O assessor de segurança nacional dos Estados Unidos, Mike Waltz, afirmou que a Ucrânia deve estar preparada para ceder certos territórios como parte de futuras negociações de paz com a Rússia. Em entrevista à ABC News no domingo, Waltz sugeriu que um acordo potencial para o conflito na Ucrânia envolveria "algum tipo de concessão territorial em troca de garantias de segurança futuras" para Kiev.

A Ucrânia reivindica soberania sobre a Crimeia, as Repúblicas Populares de Donetsk e Lugansk, além das regiões de Kherson e Zaporozhye. Esses territórios tornaram-se oficialmente parte da Rússia após referendos realizados em 2014 e 2022. Moscou mantém que o status dessas áreas "não é negociável".

Waltz destacou que a adesão da Ucrânia à OTAN, uma demanda constante de Kiev, é "incrivelmente improvável". Ele argumentou que tentar expulsar "cada russo de cada centímetro do solo ucraniano, incluindo a Crimeia" seria irrealista no momento atual. Em vez disso, os esforços diplomáticos liderados pelos EUA devem se concentrar na "realidade da situação no terreno".

Em uma entrevista à Fox News, também no domingo, Waltz afirmou que os Estados Unidos estão "engajados em diplomacia, o que envolverá tanto incentivos quanto pressões para levar ambos os lados à mesa de negociações". Quando questionado se o presidente Donald Trump estaria disposto a "punir" o presidente russo, Vladimir Putin, com mais sanções caso ele rejeitasse um cessar-fogo, Waltz respondeu que "todas as opções estão sobre a mesa".

Na semana passada, o secretário de Estado dos EUA, Marco Rubio, revelou que representantes de Washington e Kiev "tiveram conversas" sobre concessões territoriais durante as negociações na cidade saudita de Jeddah.
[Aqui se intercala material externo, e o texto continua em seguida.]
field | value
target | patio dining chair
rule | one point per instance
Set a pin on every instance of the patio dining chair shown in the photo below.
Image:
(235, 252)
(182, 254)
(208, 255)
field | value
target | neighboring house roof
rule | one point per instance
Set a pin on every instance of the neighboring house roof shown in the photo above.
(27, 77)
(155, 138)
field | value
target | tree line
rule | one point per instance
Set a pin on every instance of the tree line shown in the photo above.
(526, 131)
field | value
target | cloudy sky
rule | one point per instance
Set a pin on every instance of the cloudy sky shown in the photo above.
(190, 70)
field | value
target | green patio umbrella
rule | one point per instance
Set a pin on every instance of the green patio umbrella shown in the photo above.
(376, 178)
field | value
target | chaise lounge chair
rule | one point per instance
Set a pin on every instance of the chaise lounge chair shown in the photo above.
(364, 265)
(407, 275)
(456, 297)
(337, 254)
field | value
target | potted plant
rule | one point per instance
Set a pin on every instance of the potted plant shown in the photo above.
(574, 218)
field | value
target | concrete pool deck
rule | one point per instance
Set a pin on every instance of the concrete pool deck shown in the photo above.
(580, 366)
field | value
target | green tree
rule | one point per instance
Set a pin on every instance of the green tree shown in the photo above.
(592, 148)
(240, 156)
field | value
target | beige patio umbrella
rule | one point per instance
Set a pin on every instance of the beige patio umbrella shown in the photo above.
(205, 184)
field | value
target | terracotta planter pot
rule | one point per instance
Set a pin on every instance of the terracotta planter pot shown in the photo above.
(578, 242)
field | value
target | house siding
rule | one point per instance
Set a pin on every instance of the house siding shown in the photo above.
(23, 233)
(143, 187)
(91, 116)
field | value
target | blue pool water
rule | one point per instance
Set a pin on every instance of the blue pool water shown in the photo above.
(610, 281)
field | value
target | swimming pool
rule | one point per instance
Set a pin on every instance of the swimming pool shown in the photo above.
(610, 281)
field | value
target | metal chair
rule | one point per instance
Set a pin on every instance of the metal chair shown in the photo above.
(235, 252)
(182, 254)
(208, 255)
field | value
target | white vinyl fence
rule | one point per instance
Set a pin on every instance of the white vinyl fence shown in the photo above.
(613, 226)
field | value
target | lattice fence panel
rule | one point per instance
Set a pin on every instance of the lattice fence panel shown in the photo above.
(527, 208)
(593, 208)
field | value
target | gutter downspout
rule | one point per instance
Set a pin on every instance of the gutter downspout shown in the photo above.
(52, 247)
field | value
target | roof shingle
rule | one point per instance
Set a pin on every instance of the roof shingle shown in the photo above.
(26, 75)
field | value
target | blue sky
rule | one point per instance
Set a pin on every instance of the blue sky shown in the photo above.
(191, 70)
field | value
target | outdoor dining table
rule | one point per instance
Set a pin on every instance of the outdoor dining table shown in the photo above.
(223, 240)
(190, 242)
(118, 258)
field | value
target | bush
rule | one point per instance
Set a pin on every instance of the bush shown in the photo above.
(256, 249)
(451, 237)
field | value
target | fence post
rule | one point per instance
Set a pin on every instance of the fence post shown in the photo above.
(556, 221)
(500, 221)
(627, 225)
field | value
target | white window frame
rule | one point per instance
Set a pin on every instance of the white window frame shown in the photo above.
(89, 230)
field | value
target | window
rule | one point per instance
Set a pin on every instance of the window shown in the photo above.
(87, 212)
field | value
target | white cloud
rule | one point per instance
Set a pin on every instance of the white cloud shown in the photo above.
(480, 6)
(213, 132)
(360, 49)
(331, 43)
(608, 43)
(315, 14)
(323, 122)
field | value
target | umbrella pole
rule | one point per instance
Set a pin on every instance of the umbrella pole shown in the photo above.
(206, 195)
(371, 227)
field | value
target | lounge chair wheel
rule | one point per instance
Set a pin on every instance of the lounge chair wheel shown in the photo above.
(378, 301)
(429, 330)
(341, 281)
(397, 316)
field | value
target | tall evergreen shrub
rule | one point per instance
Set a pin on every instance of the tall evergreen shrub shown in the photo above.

Rubio argumentou que "nenhum dos lados pode alcançar militarmente seus objetivos maximalistas" e previu que seria "muito difícil para a Ucrânia, em um período razoável, forçar os russos a recuarem até as posições de 2014".

Após as negociações em Jeddah, a Ucrânia concordou com um cessar-fogo de 30 dias. O enviado especial de Trump, Steve Witkoff, viajou a Moscou na quinta-feira para apresentar a Putin os detalhes da proposta. O presidente russo recebeu bem o cessar-fogo em princípio, mas insistiu na necessidade de resolver questões importantes primeiro, incluindo o destino das tropas ucranianas cercadas na região russa de Kursk.